Six enterotoxins serotypes (sea to see and seh) have been involved in most of the Staphylococcus poisoning outbreaks worldwide [31]. In our study, it was indicated that 94.8% of Staphylococcus spp. have SEs genomes. S. aureus and CoNS strains can encode more than one enterotoxin gene simultaneously; over 50% of the isolates assessed showed this property [8]. All S. aureus strains were carried at least one SEs gene and the combination sea+sei, sea+sec+sei, sea+sed+sej was the most frequent. CoNS strains were positive SEs genome 90.2% and the combination sea+sej, sea+sec+sej, sea+seg+sej, sea+ sed+seg+sei was the most frequent. sea is one of the most frequently observed enterotoxins, although the literature shows highly variable results in the prevalence of S. aureus enterotoxin genes, depending on the kind of food and the biovar investigated [4, 31]. Compared to CoNS strains, sea genes were statistically significantly higher in S. aureus strains (p<0.05). Compared to S. aureus strains, seb, seg and seh genes were statistically significantly high in CoNS strains (p<0.05). On the other hand, the seh gene was detected at a rate of 7.3% in CoNS strains, although there was no in the S. aureus strains.

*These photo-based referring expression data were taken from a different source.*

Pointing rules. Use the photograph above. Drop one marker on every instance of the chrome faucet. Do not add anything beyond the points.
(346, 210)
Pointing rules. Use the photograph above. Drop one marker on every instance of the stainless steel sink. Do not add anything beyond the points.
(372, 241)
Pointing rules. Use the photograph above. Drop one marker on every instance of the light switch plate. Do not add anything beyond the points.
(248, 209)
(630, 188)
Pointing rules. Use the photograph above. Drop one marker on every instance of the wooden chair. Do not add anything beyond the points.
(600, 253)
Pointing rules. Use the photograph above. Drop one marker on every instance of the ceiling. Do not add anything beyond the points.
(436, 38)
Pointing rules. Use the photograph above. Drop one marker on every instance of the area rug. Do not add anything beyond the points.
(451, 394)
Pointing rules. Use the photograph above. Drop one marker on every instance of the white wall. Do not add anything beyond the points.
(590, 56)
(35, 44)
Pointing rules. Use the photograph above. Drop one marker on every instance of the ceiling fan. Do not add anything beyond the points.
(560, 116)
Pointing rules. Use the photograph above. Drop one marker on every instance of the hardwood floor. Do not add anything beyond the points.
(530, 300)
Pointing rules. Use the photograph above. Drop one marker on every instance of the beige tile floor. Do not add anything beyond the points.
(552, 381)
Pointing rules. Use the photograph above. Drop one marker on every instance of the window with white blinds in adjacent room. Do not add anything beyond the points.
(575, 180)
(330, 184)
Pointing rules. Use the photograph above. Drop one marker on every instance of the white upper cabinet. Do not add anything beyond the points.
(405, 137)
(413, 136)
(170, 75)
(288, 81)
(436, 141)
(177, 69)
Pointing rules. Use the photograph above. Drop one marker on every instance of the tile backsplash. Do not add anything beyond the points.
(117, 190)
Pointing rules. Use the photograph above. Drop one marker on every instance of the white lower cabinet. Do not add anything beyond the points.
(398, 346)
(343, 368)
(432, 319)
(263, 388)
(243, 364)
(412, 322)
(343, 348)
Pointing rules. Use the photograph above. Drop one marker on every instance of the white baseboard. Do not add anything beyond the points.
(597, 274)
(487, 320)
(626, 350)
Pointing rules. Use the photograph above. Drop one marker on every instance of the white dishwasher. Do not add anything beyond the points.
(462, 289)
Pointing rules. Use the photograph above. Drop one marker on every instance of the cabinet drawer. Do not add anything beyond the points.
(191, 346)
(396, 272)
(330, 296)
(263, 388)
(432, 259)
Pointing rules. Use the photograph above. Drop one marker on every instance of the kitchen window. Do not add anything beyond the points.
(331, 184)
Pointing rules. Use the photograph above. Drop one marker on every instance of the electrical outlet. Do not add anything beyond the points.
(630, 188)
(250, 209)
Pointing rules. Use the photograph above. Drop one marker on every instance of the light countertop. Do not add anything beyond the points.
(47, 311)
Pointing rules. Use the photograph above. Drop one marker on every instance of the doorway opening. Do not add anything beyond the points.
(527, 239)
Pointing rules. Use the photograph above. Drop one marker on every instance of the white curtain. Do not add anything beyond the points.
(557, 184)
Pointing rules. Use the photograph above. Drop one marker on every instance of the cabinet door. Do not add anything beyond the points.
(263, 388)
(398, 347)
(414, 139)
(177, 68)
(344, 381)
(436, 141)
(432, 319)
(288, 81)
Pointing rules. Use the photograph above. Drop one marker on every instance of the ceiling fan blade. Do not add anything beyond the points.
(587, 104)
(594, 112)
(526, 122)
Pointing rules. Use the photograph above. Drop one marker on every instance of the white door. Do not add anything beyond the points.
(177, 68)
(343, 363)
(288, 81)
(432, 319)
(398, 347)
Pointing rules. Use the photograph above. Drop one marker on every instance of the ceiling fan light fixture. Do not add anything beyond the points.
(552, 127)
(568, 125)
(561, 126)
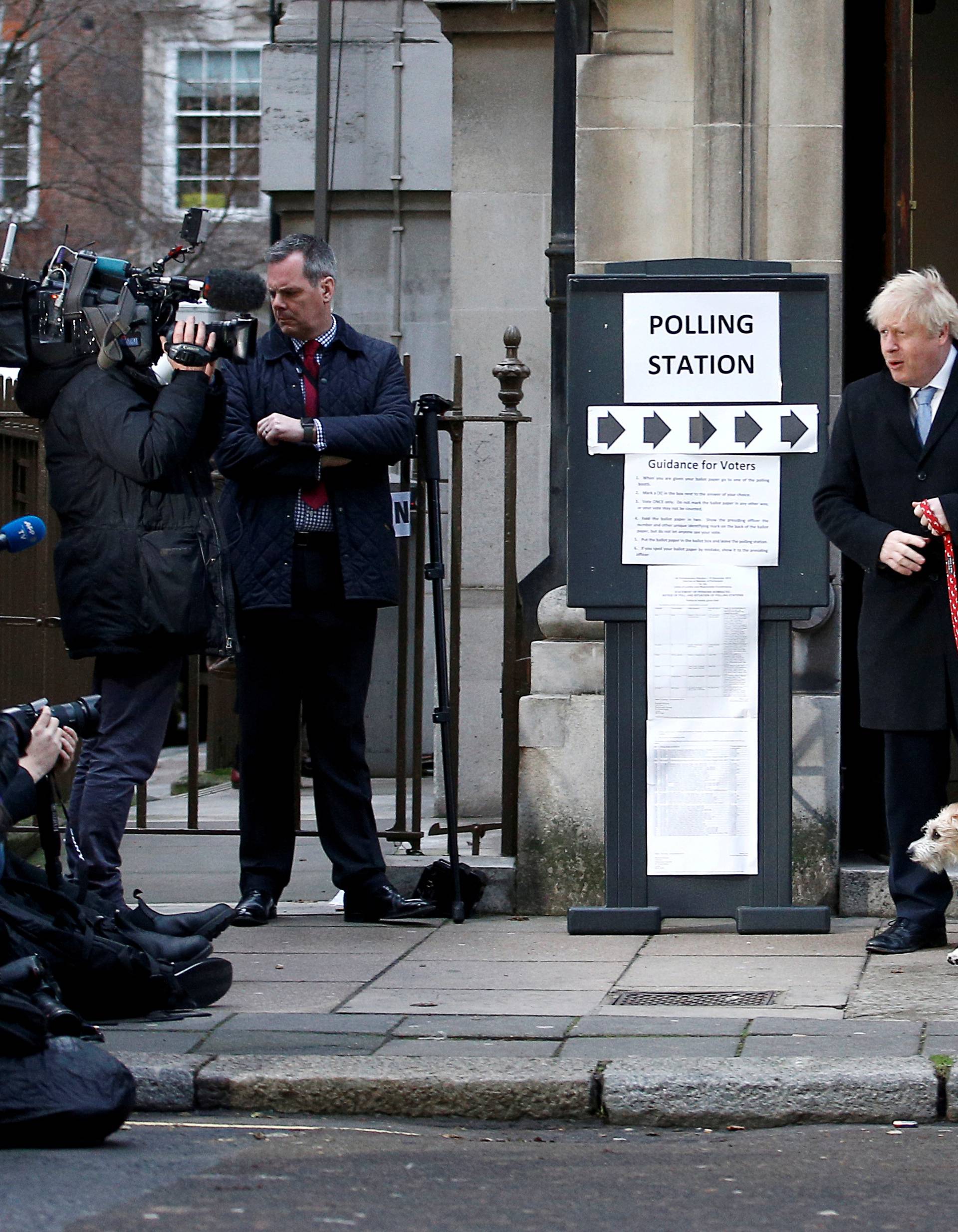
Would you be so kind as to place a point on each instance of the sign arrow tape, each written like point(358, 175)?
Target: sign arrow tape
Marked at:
point(609, 429)
point(793, 428)
point(656, 430)
point(700, 430)
point(746, 429)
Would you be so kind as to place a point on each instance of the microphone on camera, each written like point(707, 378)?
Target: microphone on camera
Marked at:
point(21, 534)
point(235, 290)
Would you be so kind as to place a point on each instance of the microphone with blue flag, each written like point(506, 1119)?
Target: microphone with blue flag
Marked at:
point(21, 534)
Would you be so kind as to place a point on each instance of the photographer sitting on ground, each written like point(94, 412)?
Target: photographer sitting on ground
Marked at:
point(140, 572)
point(51, 747)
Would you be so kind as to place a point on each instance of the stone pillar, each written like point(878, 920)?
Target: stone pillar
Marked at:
point(561, 766)
point(502, 109)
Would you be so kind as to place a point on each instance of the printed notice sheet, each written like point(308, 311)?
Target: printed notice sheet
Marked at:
point(703, 643)
point(684, 509)
point(702, 791)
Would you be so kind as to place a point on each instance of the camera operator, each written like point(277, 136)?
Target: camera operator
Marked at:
point(140, 573)
point(51, 747)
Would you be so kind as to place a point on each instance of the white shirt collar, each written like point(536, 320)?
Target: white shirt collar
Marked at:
point(941, 378)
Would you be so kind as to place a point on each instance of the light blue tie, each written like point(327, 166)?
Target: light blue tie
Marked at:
point(923, 412)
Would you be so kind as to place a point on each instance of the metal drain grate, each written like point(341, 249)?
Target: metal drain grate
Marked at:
point(635, 998)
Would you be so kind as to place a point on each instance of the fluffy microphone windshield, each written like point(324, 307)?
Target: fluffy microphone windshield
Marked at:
point(235, 290)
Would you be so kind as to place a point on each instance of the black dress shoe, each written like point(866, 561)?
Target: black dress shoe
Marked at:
point(255, 907)
point(904, 937)
point(209, 923)
point(166, 949)
point(384, 905)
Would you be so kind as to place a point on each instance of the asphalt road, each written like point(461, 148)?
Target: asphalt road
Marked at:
point(264, 1175)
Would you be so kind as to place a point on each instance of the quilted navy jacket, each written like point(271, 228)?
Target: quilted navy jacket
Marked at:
point(367, 415)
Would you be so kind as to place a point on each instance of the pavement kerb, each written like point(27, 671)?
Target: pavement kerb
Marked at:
point(668, 1093)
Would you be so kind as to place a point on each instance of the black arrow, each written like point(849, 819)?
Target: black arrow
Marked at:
point(700, 430)
point(793, 429)
point(609, 430)
point(655, 430)
point(746, 429)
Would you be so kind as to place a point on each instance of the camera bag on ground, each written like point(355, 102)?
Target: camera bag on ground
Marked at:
point(54, 1089)
point(436, 885)
point(68, 1093)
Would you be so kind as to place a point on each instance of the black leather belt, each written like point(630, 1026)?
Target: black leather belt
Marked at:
point(311, 539)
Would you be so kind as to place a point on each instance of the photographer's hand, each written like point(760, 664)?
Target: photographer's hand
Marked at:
point(192, 331)
point(46, 746)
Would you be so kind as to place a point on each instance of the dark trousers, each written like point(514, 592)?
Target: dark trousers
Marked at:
point(917, 780)
point(317, 653)
point(137, 693)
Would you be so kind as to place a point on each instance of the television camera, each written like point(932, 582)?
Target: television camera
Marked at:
point(87, 305)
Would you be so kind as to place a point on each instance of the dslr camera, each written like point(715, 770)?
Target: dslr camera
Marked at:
point(87, 305)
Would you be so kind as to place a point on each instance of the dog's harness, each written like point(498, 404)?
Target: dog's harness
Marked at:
point(949, 564)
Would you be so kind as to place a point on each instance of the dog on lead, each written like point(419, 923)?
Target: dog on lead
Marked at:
point(938, 849)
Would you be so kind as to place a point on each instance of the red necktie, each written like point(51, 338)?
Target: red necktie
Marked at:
point(313, 497)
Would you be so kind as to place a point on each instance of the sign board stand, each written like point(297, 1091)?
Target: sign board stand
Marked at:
point(616, 592)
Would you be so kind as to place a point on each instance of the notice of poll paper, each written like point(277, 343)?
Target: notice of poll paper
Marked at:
point(702, 732)
point(681, 509)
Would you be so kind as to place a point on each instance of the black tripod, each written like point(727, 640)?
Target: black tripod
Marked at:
point(430, 407)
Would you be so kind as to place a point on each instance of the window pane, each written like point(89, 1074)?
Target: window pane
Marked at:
point(190, 132)
point(189, 194)
point(216, 100)
point(218, 131)
point(218, 66)
point(218, 162)
point(216, 195)
point(247, 67)
point(248, 131)
point(190, 162)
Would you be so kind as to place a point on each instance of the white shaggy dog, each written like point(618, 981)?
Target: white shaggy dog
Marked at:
point(938, 849)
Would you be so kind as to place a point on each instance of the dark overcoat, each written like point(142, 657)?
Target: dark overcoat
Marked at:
point(367, 417)
point(875, 468)
point(140, 566)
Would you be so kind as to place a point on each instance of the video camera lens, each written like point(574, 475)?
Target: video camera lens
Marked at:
point(82, 715)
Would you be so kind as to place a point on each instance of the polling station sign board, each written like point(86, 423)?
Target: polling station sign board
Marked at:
point(697, 407)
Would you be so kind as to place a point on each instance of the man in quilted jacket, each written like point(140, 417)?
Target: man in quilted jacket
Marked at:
point(312, 426)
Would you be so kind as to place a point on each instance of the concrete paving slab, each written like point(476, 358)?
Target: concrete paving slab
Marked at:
point(275, 1042)
point(650, 1046)
point(719, 1011)
point(415, 973)
point(464, 1001)
point(672, 1026)
point(310, 998)
point(847, 943)
point(914, 986)
point(306, 938)
point(545, 947)
point(905, 1045)
point(486, 1028)
point(719, 973)
point(313, 968)
point(872, 1029)
point(158, 1042)
point(460, 1087)
point(492, 1050)
point(320, 1024)
point(770, 1092)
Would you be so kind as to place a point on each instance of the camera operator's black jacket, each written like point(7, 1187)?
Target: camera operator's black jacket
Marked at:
point(140, 564)
point(367, 417)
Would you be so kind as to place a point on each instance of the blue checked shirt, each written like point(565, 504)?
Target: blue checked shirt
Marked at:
point(308, 519)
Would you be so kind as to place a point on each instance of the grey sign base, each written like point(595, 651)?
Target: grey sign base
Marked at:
point(783, 919)
point(613, 921)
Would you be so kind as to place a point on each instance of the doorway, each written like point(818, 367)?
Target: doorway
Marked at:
point(901, 188)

Several factors in the spread of pathogen and potential pathogenic bacteria, as well as antimicrobial resistance and virulance genes such as SEs, community and hospital enviroments, animal products and the environmental compartment are important. Results of this study in terms of demonstrating that paper curriencies or banknotes circulating in society can potentially mediate the transport of microorganisms among people and poses a risk to public health and it is also very important to highlight the need for proper hygienic practices for maximally reducing the spread of disease-causing pathogens. This can be considered as an indication that banknotes may contribute to the spread of pathogens and antimicrobial resistance. In this study, it was aimed to pay attention to hand hygiene for reducing the microbial load on the currencies and the necessity of producing these banknotes with maintain less bacteria such as plastic etc. instead of cotton. In addition, our study has been the first research to identified staphylococcus species and its virulance genes unlike other researches on this topic.